Sindobatam

Dapatkan berita terbaru

Brain fog kembali menghantui para survivor Covid-19

Brain fog kembali menghantui para survivor Covid-19

Saat gelombang ketiga bergerak cepat menuju klimaksnya, kasus komplikasi pasca-Covid yang melemahkan, ‘kabut otak’, telah dilaporkan di antara para penyintas. Gejala, yang diamati pada gelombang kedua, telah dilaporkan pada frekuensi yang lebih tinggi di antara para penyintas Covid-19 dari gelombang ketiga yang sedang berlangsung.

Dr NK Venkataramana, Presiden Pendiri dan Kepala Ahli Bedah Saraf, Rumah Sakit Saraf Tulang Belakang Otak, telah menetapkan bahwa 25 hingga 30 persen pasien yang telah pulih dari Covid terus mengembangkan kabut otak. Komplikasi ditandai dengan kebingungan dan ketidakmampuan untuk fokus atau membuat keputusan, seperti mencari perawatan medis, yang mungkin berimplikasi pada tingkat keparahan penyakit.

“Orang-orang tidak bisa fokus, mereka merasa lesu dan ada perasaan kehilangan ritme mereka, yang menciptakan hambatan bagi mereka untuk kembali bekerja atau mengambil tindakan,” kata Dr. Venkataramana.

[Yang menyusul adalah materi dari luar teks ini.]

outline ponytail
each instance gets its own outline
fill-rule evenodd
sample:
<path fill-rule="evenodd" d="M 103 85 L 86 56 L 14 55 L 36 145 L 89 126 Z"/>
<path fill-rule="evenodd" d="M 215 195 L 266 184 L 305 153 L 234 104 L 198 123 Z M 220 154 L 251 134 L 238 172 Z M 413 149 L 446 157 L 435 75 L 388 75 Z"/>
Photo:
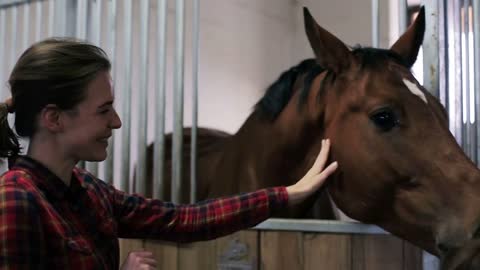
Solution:
<path fill-rule="evenodd" d="M 9 102 L 0 103 L 0 158 L 11 158 L 20 152 L 20 143 L 15 132 L 8 124 Z"/>

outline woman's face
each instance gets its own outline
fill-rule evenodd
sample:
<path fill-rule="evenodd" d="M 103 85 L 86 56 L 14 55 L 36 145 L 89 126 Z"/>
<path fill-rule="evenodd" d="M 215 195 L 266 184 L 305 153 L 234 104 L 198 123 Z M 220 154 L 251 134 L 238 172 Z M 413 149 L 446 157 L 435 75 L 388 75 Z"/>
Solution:
<path fill-rule="evenodd" d="M 59 139 L 68 156 L 77 161 L 106 159 L 112 130 L 122 125 L 113 100 L 110 74 L 99 72 L 88 85 L 86 98 L 74 109 L 64 112 L 64 129 Z"/>

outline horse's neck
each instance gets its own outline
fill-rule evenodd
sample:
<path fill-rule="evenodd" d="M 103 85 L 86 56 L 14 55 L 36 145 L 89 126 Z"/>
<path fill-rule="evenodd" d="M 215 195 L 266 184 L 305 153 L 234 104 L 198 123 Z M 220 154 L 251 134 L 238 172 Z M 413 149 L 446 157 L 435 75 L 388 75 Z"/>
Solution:
<path fill-rule="evenodd" d="M 306 170 L 305 154 L 285 132 L 254 113 L 230 140 L 223 160 L 233 165 L 244 189 L 256 189 L 298 180 Z"/>

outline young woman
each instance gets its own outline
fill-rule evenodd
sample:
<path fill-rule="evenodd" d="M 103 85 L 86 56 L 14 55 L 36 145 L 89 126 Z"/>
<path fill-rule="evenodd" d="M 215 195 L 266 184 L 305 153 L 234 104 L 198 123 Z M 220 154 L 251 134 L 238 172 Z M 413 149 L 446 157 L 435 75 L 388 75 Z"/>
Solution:
<path fill-rule="evenodd" d="M 68 39 L 36 43 L 16 63 L 12 99 L 0 105 L 0 156 L 10 168 L 0 178 L 0 269 L 118 269 L 118 237 L 224 236 L 302 201 L 337 168 L 334 162 L 324 169 L 325 140 L 315 164 L 292 186 L 193 205 L 126 194 L 75 167 L 105 160 L 108 139 L 121 126 L 109 71 L 102 49 Z M 8 112 L 15 113 L 16 133 L 30 139 L 25 156 L 18 155 Z M 139 254 L 136 262 L 154 266 L 151 254 Z"/>

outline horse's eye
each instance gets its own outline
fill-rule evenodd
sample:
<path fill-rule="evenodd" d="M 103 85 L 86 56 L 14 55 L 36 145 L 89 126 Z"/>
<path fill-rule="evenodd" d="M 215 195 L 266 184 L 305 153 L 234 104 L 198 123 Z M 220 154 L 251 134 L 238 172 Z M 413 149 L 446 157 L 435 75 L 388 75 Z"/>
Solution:
<path fill-rule="evenodd" d="M 382 131 L 390 131 L 392 128 L 398 125 L 398 119 L 395 113 L 391 110 L 380 110 L 370 116 L 375 126 Z"/>

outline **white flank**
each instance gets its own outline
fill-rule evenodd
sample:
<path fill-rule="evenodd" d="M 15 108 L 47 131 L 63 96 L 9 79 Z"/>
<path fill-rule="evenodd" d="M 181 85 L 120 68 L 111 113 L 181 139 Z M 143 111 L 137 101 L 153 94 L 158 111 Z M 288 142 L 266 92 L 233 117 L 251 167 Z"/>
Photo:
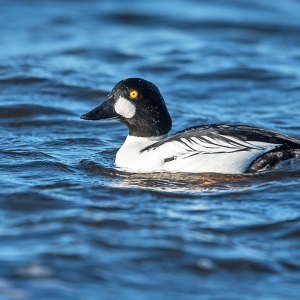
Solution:
<path fill-rule="evenodd" d="M 241 141 L 229 136 L 226 137 L 227 141 L 203 136 L 201 139 L 181 138 L 141 152 L 162 138 L 128 136 L 117 153 L 116 166 L 124 171 L 142 173 L 167 171 L 241 174 L 258 156 L 278 146 L 257 141 Z M 171 160 L 166 161 L 166 158 Z"/>
<path fill-rule="evenodd" d="M 135 110 L 135 105 L 123 97 L 120 97 L 115 103 L 116 113 L 124 118 L 132 118 L 135 115 Z"/>

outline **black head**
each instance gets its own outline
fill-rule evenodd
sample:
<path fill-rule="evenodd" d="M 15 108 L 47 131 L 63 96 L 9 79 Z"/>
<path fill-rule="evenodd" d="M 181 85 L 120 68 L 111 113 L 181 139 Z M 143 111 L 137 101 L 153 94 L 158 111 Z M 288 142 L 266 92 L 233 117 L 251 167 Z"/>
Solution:
<path fill-rule="evenodd" d="M 81 116 L 85 120 L 116 119 L 124 123 L 129 134 L 156 137 L 167 134 L 172 120 L 158 88 L 140 78 L 128 78 L 117 83 L 107 99 Z"/>

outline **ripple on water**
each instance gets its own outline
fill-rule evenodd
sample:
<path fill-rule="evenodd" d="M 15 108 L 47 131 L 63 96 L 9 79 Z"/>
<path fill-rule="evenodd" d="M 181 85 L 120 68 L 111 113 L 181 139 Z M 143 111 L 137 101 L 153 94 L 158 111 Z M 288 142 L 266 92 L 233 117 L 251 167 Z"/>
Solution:
<path fill-rule="evenodd" d="M 19 120 L 20 118 L 32 119 L 42 118 L 57 118 L 59 115 L 72 115 L 69 111 L 62 108 L 51 106 L 42 106 L 37 104 L 11 104 L 2 105 L 0 110 L 0 118 L 13 118 Z"/>
<path fill-rule="evenodd" d="M 127 129 L 79 117 L 142 77 L 174 131 L 299 136 L 299 1 L 2 2 L 0 295 L 298 299 L 299 163 L 130 174 Z"/>

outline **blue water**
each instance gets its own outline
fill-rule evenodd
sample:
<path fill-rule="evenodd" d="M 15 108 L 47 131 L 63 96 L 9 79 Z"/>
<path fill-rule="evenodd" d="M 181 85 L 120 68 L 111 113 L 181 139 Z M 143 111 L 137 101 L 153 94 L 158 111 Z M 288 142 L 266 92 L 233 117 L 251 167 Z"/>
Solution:
<path fill-rule="evenodd" d="M 0 299 L 299 299 L 300 164 L 255 176 L 127 174 L 121 79 L 173 130 L 300 139 L 300 2 L 0 1 Z"/>

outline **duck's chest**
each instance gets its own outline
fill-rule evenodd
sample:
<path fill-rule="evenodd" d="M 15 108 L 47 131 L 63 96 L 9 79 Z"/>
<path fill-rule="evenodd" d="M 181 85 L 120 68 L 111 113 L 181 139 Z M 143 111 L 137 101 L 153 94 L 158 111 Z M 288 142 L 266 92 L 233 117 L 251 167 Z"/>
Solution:
<path fill-rule="evenodd" d="M 161 169 L 163 157 L 152 151 L 143 152 L 146 147 L 154 144 L 160 138 L 142 138 L 127 136 L 124 144 L 116 155 L 116 167 L 134 172 L 154 172 Z"/>

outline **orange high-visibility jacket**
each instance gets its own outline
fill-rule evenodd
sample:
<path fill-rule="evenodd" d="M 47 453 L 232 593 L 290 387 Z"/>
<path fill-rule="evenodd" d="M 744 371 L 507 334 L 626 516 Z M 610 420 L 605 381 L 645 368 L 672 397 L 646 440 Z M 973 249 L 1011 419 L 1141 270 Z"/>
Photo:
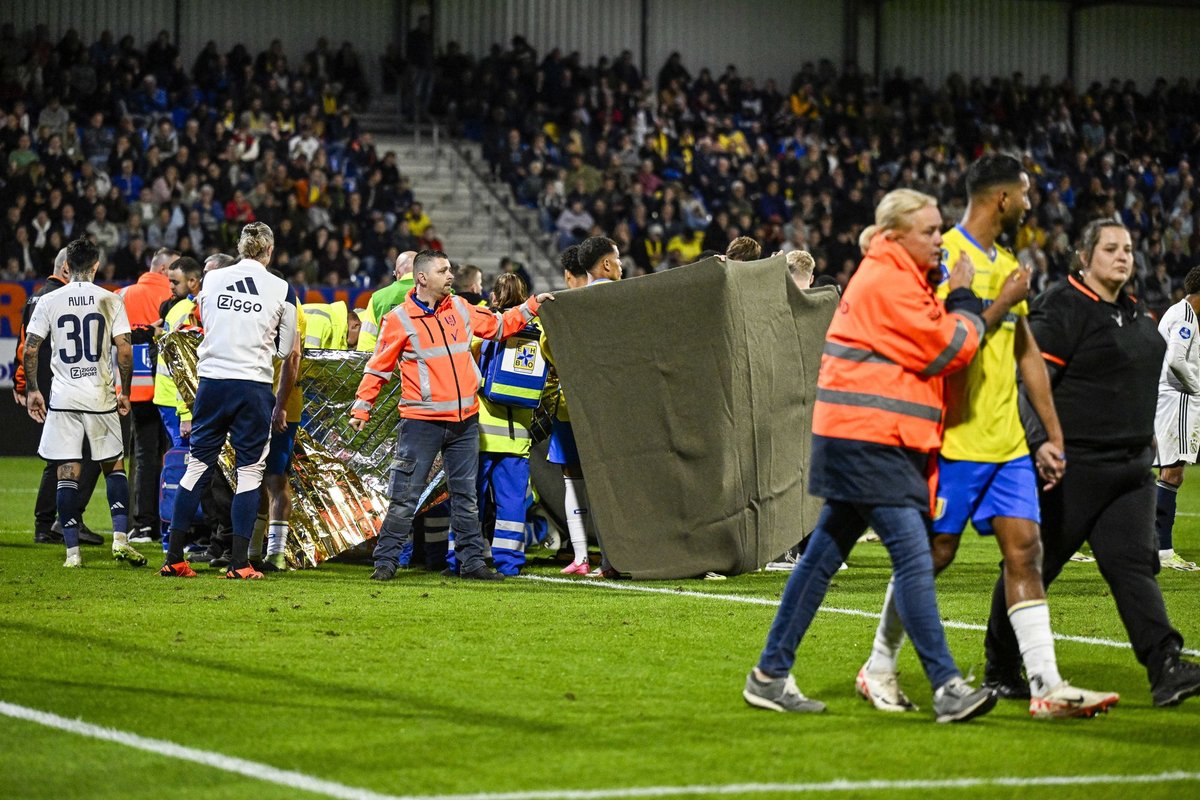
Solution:
<path fill-rule="evenodd" d="M 912 256 L 876 236 L 825 335 L 813 433 L 937 450 L 943 376 L 970 363 L 983 335 L 982 318 L 947 312 Z"/>
<path fill-rule="evenodd" d="M 529 324 L 537 310 L 537 298 L 532 296 L 523 305 L 497 314 L 453 295 L 436 309 L 428 309 L 417 301 L 416 290 L 410 291 L 382 320 L 351 416 L 370 418 L 379 389 L 391 380 L 397 364 L 401 417 L 446 422 L 478 413 L 476 394 L 482 378 L 471 356 L 471 337 L 506 339 Z"/>
<path fill-rule="evenodd" d="M 150 328 L 161 318 L 158 309 L 171 296 L 171 282 L 166 275 L 145 272 L 137 283 L 126 286 L 117 294 L 125 301 L 129 327 L 134 330 Z M 154 361 L 150 358 L 150 346 L 147 343 L 133 346 L 133 386 L 127 394 L 134 403 L 154 400 Z"/>

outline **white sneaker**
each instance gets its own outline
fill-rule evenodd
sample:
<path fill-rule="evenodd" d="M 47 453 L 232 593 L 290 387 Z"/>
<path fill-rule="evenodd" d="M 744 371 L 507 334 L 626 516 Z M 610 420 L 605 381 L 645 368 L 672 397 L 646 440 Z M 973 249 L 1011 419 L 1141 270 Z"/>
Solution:
<path fill-rule="evenodd" d="M 1091 556 L 1089 556 L 1087 553 L 1083 552 L 1082 550 L 1078 550 L 1078 551 L 1076 551 L 1075 555 L 1071 556 L 1071 560 L 1077 564 L 1091 564 L 1096 559 L 1092 558 Z"/>
<path fill-rule="evenodd" d="M 1188 561 L 1179 553 L 1171 553 L 1169 556 L 1159 556 L 1158 563 L 1163 569 L 1174 569 L 1179 572 L 1200 572 L 1200 567 L 1196 566 L 1196 562 Z"/>
<path fill-rule="evenodd" d="M 871 701 L 880 711 L 916 711 L 916 705 L 904 694 L 897 677 L 894 672 L 867 672 L 864 664 L 858 671 L 854 688 L 859 697 Z"/>
<path fill-rule="evenodd" d="M 78 553 L 76 553 L 75 555 L 68 555 L 67 560 L 63 562 L 63 566 L 64 567 L 82 567 L 83 566 L 83 558 L 80 557 L 80 555 Z"/>
<path fill-rule="evenodd" d="M 789 550 L 775 561 L 767 562 L 767 565 L 763 569 L 767 572 L 791 572 L 795 569 L 796 562 L 799 560 L 800 556 Z"/>
<path fill-rule="evenodd" d="M 1092 692 L 1063 681 L 1044 695 L 1029 699 L 1029 716 L 1038 719 L 1094 717 L 1121 699 L 1116 692 Z"/>
<path fill-rule="evenodd" d="M 875 531 L 871 530 L 870 528 L 867 528 L 867 532 L 864 533 L 862 536 L 858 537 L 859 544 L 866 544 L 868 542 L 878 542 L 878 541 L 879 541 L 879 534 L 876 533 Z"/>

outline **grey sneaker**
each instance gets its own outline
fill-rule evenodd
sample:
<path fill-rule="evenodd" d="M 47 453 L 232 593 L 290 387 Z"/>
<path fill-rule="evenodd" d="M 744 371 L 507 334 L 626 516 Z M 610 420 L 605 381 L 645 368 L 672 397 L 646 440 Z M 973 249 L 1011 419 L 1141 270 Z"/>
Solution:
<path fill-rule="evenodd" d="M 750 674 L 746 676 L 746 688 L 742 689 L 742 697 L 755 708 L 765 708 L 768 711 L 818 714 L 825 710 L 825 704 L 820 700 L 809 700 L 800 693 L 796 687 L 796 679 L 791 675 L 764 682 L 754 677 L 754 670 L 750 670 Z"/>
<path fill-rule="evenodd" d="M 966 722 L 986 714 L 995 705 L 995 692 L 973 689 L 962 678 L 951 678 L 933 693 L 933 710 L 938 722 Z"/>

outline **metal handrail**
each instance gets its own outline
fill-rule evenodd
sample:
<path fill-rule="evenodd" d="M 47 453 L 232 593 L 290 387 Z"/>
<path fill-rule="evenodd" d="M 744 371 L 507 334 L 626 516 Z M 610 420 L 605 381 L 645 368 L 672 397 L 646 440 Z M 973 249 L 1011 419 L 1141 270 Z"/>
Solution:
<path fill-rule="evenodd" d="M 515 235 L 516 232 L 519 231 L 521 234 L 520 238 L 524 240 L 525 243 L 525 263 L 528 265 L 530 271 L 533 272 L 533 275 L 536 278 L 544 281 L 545 285 L 555 285 L 559 279 L 557 258 L 555 254 L 552 253 L 549 248 L 547 248 L 541 242 L 541 237 L 536 233 L 531 233 L 521 218 L 517 216 L 516 209 L 514 208 L 515 203 L 513 202 L 513 196 L 512 193 L 508 191 L 508 187 L 504 186 L 504 191 L 501 193 L 498 188 L 501 184 L 491 181 L 489 177 L 481 171 L 480 165 L 476 164 L 475 161 L 469 157 L 469 154 L 460 146 L 457 139 L 447 137 L 446 141 L 449 142 L 450 148 L 453 150 L 456 160 L 466 165 L 466 168 L 475 177 L 476 182 L 482 184 L 490 196 L 490 200 L 484 202 L 484 209 L 488 213 L 488 216 L 491 217 L 493 223 L 488 232 L 489 245 L 491 244 L 491 237 L 494 234 L 495 228 L 497 227 L 496 223 L 503 223 L 507 228 L 507 238 L 509 243 L 512 245 L 514 250 L 517 250 L 517 252 L 513 253 L 513 257 L 515 258 L 520 255 L 516 242 L 517 236 Z M 468 191 L 471 191 L 470 187 L 468 187 Z M 503 215 L 503 218 L 501 218 L 501 209 L 508 212 L 507 214 Z"/>

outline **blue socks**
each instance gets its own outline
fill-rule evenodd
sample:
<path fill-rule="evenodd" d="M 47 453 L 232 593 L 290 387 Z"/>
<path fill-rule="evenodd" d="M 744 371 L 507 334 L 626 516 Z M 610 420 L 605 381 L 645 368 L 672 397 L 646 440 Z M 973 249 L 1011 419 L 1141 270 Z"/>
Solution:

Baca juga | Pada 50.210, Karnataka mencapai tingkat Covid tertinggi dalam satu hari

Menurut konsultan telemedicine, insiden orang yang melaporkan gejala seperti kabut otak mulai meningkat seminggu yang lalu. “Tampaknya masalah muncul lebih awal pada gelombang ketiga karena sakit tenggorokan parah yang dialami oleh banyak orang yang mencegah hidrasi dan makan,” kata Dr. Halima Yazdani dari kelompok konsultan telemedicine resmi Step One.

Hal ini ditegaskan oleh Dr. Venkataramana yang menyebutkan bahwa salah satu cara menghilangkan brain fog adalah dengan hidrasi dan deep rest. “Salah satu kasus pertama yang saya temukan adalah seorang pria berusia 50 tahun di kota yang mengatakan bahwa seluruh keluarganya, termasuk anak-anak dan orang dewasa, memiliki gejala penyakit meskipun tidak ada yang diperiksa,” jelas Dr. .Yazdani.

“Dia terus menanyakan pertanyaan yang sama berulang-ulang – tentang apakah dia terinfeksi. Sementara dia diberitahu bahwa keputusan seperti itu tidak dapat dibuat tanpa tes, dia mengalami kesulitan untuk menerimanya. Persamaan umum di antara kasus-kasus ini adalah ketidakmampuan untuk mengikuti instruksi, diikuti oleh iritabilitas

READ  Washington Post mengecam karena merujuk 'orang' hamil daripada wanita

Baca juga | Nilai R menurun di India meskipun prevalensi Omicron di masyarakat

Kabut selama infeksi

Ini jelas merupakan pengalaman seseorang yang menderita gangguan mental selama masa cederanya. Anjali, 50 (nama diubah), terjangkit Covid-19 pada minggu kedua Januari.

“Itu adalah kasus infeksi ringan termasuk nyeri otot, demam, dan batuk, tetapi pada hari kedua demam, pikiran saya mulai kosong. Saya kesulitan memahami apa yang orang katakan kepada saya. Saya akan cepat marah,” dia berkata.

Dr Netravathi M, Profesor Tambahan, Departemen Neurologi, Nimhans, menetapkan bahwa jika orang menderita kondisi ini selama cedera, otak terlibat langsung dalam pengaturan kondisi hipoksia dalam menciptakan gangguan metabolisme.

Hal ini menyebabkan orang mengalami kesulitan dalam memproses informasi, dan gangguan memori – cacat intelektual. Jika kondisi tersebut terjadi beberapa minggu setelah seseorang pulih, kemungkinan besar respon imun yang parah bertanggung jawab.”

Sementara Nimhans melihat sejumlah besar kasus seperti itu tahun lalu, dia menjelaskan bahwa kasus dari gelombang ketiga belum dilaporkan di institut tersebut.